Under Section 1031 of the Internal Revenue Code, an investor can sell investment real estate and acquire replacement real estate within 180 days; and if all of the rules are followed, the tax from the gain on the sale is deferred.   An exchange company, also called a qualified intermediary, accommodator or facilitator, is an entity that acts as a middleman for investors wanting to do a 1031 exchange.   In order to accomplish a 1031 exchange, an investor must enter into an exchange agreement with the intermediary, and the intermediary must hold the proceeds from the sale of the property until they are used to purchase replacement property.  If the investor holds the funds, the transaction will be treated as a taxable sale instead of a tax-deferred 1031 exchange.   




Because intermediaries must hold the proceeds from the sale until the replacement property is purchased in an exchange, these companies hold millions of dollars of investors’ money. The intermediary business includes companies of all sizes.  Many intermediaries are owned by large banks and title companies, but there are also numerous independent exchange companies that are small, unregulated businesses.   Amazingly, until recently, there was virtually no regulation of qualified intermediaries under either federal or state law.    

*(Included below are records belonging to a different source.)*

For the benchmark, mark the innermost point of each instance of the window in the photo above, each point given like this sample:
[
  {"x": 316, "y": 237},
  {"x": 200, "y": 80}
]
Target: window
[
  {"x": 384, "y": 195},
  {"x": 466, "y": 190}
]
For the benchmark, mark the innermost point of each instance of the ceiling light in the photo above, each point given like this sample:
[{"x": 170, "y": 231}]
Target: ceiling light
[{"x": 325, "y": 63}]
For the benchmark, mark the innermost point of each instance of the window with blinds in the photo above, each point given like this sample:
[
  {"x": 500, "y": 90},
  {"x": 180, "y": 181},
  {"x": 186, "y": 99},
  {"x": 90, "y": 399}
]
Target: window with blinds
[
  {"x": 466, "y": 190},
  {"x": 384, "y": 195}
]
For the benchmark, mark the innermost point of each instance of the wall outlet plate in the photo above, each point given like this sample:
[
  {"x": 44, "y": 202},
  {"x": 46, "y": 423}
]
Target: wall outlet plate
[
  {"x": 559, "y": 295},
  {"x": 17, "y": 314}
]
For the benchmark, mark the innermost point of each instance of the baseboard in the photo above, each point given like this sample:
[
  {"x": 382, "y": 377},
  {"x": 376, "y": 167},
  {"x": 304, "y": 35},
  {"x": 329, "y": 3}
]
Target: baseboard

In most cases the money is handled properly and is available at the time that the client needs to close on the purchase.  In several instances in the last two years, however, the intermediary closed its doors and left investors wondering what happened to their money. 


Investors who lose their money when an exchange company fails not only risk losing all of their cash, but if they have entered into a contract to buy the replacement property, they could be subject to a lawsuit for failure to acquire the property.  In addition, they lose their ability to defer gain in a 1031 exchange and, therefore, have to pay the tax that is due because of the sale of their property.   In May 2008, Congressman Bill Delahunt of Massachusetts asked the IRS if there was something that could be done for his constituents who had started a 1031 exchange but were unable to complete it because the intermediary had filed for bankruptcy protection.  On June 6, 2008, the Office of Chief Counsel at the IRS responded that taxpayers are not able to defer gain in a 1031 exchange if they do not buy replacement property within the 180-day exchange period, even if the reason for the failure to buy replacement property within the 180-day period is due to the bankruptcy of the intermediary.  In other words, the IRS does not give any special treatment to investors who have lost their money because of a failed exchange company.   

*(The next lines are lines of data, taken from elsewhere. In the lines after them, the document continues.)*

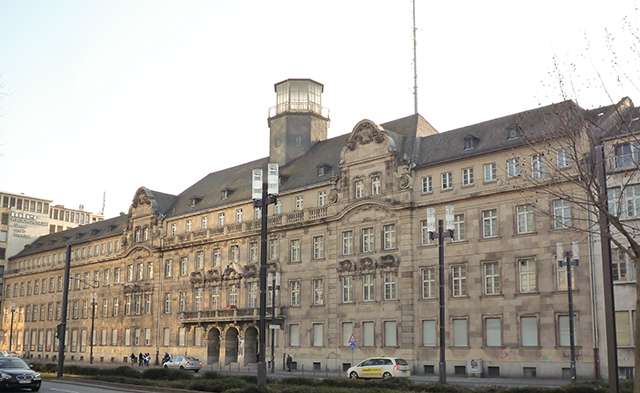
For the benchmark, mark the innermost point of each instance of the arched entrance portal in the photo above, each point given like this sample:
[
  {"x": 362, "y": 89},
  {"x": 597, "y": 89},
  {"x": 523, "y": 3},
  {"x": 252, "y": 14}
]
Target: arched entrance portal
[
  {"x": 250, "y": 345},
  {"x": 231, "y": 346},
  {"x": 213, "y": 348}
]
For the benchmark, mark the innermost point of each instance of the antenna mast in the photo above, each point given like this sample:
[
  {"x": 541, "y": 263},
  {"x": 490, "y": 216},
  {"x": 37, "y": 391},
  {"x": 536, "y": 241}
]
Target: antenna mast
[{"x": 415, "y": 66}]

A few states, including Nevada, Idaho and, most recently, California, have responded to the recent exchange company failures by issuing new regulations of qualified intermediaries. 


The new California law went into effect January 1, 2009.  The law creates a new standard that intermediaries must follow in deciding where to invest exchange funds.  Beginning in 2009, intermediaries must meet a “prudent investor standard,” satisfying the goals of both liquidity and preservation of capital, when investing exchange money.  The law also requires that intermediaries maintain a fidelity bond of at least $1 million (or set aside cash, securities or a letter of credit in the same amount, or use special qualified trust or qualified escrow accounts with dual signatures required), and maintain errors and omissions insurance of at least $250,000 (or deposit cash, securities or a letter of credit in the same amount).  Exchange funds cannot be commingled with the intermediary’s operating funds and cannot be loaned or transferred to an affiliate of the intermediary, other than an affiliated financial institution. 


The new law also requires intermediaries to notify clients when there is a change in ownership of the intermediary of more than 50%.  This may be relevant if the client chose the company initially based on the client’s relationship with the original owner. The law specifically prohibits certain bad acts, such as fraud.  Finally, the law says that exchange funds are not subject to attachment by the intermediary’s creditors.  This is good news for investors but also for intermediaries who want to assure investors that their money is safe. 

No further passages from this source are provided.